8 ways to boost your executives’ presence through Instagram

It’s not just a platform for wacky images and video. Instagram can build your leaders’ profiles and lend a human face to your organization.

There it is: What could have been an overlong video of kids jumping on a trampoline is transformed into a crazy sequence speeded up like a Keystone Cops movie.

Or that guy cannonballing a swimming pool can be made to splash back out and replay his jump time and again.

Both are examples of Instagram tools that ordinary Janes and Joes are using to add pizzazz their posts. Yet these and other Instagram tools are increasingly finding a home in executive communications, two speakers told a Ragan Facebook Leadership Communications Summit in Menlo Park, California, on Thursday.

Just look at who is using the platform.
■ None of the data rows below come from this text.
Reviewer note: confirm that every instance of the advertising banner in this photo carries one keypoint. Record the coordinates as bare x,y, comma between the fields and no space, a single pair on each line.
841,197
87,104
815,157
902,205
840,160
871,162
Huffington Post founder and Thrive Global Chief Executive Arianna Huffington offers inspiration from the Dalai Lama. General Electric executive Beth Comstock shares a disorienting view of a bookstore in China. Spanx CEO Sara Blakely smooches Goofy at Disney World.

Ethan Arpi, market operations manager of Instagram, and Erin Murray Manning, strategic partner development manager of Facebook, offer tips for boosting leaders’ presence through the power of images. Here are a few:

1. Let your hair down.

If your executive is reluctant to try out the wilder possibilities of Instagram, try showing off other executives who are successes on the platform while still having fun. Consider Blakely, who didn’t hesitate to post a photo of herself in a bikini doing a flip into a lake. Instagram users love seeing a human side of the people they follow.

“She really knows her voice,” Murray Manning says. “It’s really casual. It’s very playful. It’s in the moment. And she’s really not afraid to share that with her followers.”

2. Use Instagram apps.

  • Boomerang is an Instagram app that stitches together images, enabling followers to see it happen again and again, Arpi says. This means your followers can see that kid leaping for a Frisbee, then flying backward, then doing it again. This allows you to create motion and greater energy in your content.
  • Hyperlapse allows you to create time-lapse video. “If you speed up an image,” Arpi says, “it just has a way of making it look a whole lot more cool. … What would have been a boring photograph becomes this really cool interactive video.”
  • Layout allows you to arrange multiple photographs together, thereby telling a story or showing of multiple angles on an event or a product.
  • Instagram Stories lets you share multiple photos and videos together in a slideshow format, Instagram states. The stories disappear in 24 hours, making this an ideal platform to experiment in, because it won’t be up forever.

“It creates much more ephemeral content,” Arpi says, “and by having ephemeral content, you can do much more experimentation.”

3. Create a narrative.

Don’t think of your stories solely as single posts, Arpi says. Share multiple stories that together build into a narrative. Think about where you’re going in your narrative arc. You can start mixing photos, videos or Boomerangs to tell a more dynamic story.

4. Share live video.

In November Instagram launched live video to enhance its stories. How can you use it in your organization? Instagram CEO Kevin Systrom once drew thousands of viewers to watch something as seemingly irrelevant as the company’s food buffet, highlighting the waffle station. But hey, maybe it helps recruit waffle lovers.

Live video connects you with your followers in real time, and unlike the Facebook experience, the video disappears the moment the broadcast is over. This makes it better with large follower bases, but it’s also safer to experiment, knowing that bad hair day of yours won’t be memorialized forever.

5. Highlight your big wins.

Systrom posted images of onboarding Pope Francis to Instagram. “And by onboarding such an important world leader,” Murray Manning says, “Kevin was able to make the point that Instagram is a place for serious, lasting messages and deeply personal connections.”

6. Offer shout-outs.

On Safer Internet Day, Systrom shared a photo of the Instagram team that seeks to make the platform safer and more welcoming. “This was an important employee shout-out but also demonstrated Kevin’s interest in internet safety,” Murray Manning says.

7. Share old photos.

Most organizations—as well as individual executives—have a trove of old photos, whether it’s the ’50s-era guys in skinny ties or your free-spirited CEO’s youthful pilgrimage to India. Throwback days are a good way to use such content, and followers like seeing a human side of an organization and its leaders.

8. Write smart captions.

Yes, Instagram is a visual tool, but captions can make all the difference. Without the written word, you wouldn’t know that Comstock’s photo of a mural captures an image of Mildred Dresselhaus, the first woman to win the U.S. National Medal of Science in engineering.

In the end, it boosts your presence if you “really know who you are and what you stand for,” Murray Manning says. Don’t be afraid to get personal, show customers around behind the scenes or take your fans along on your cycling vacation.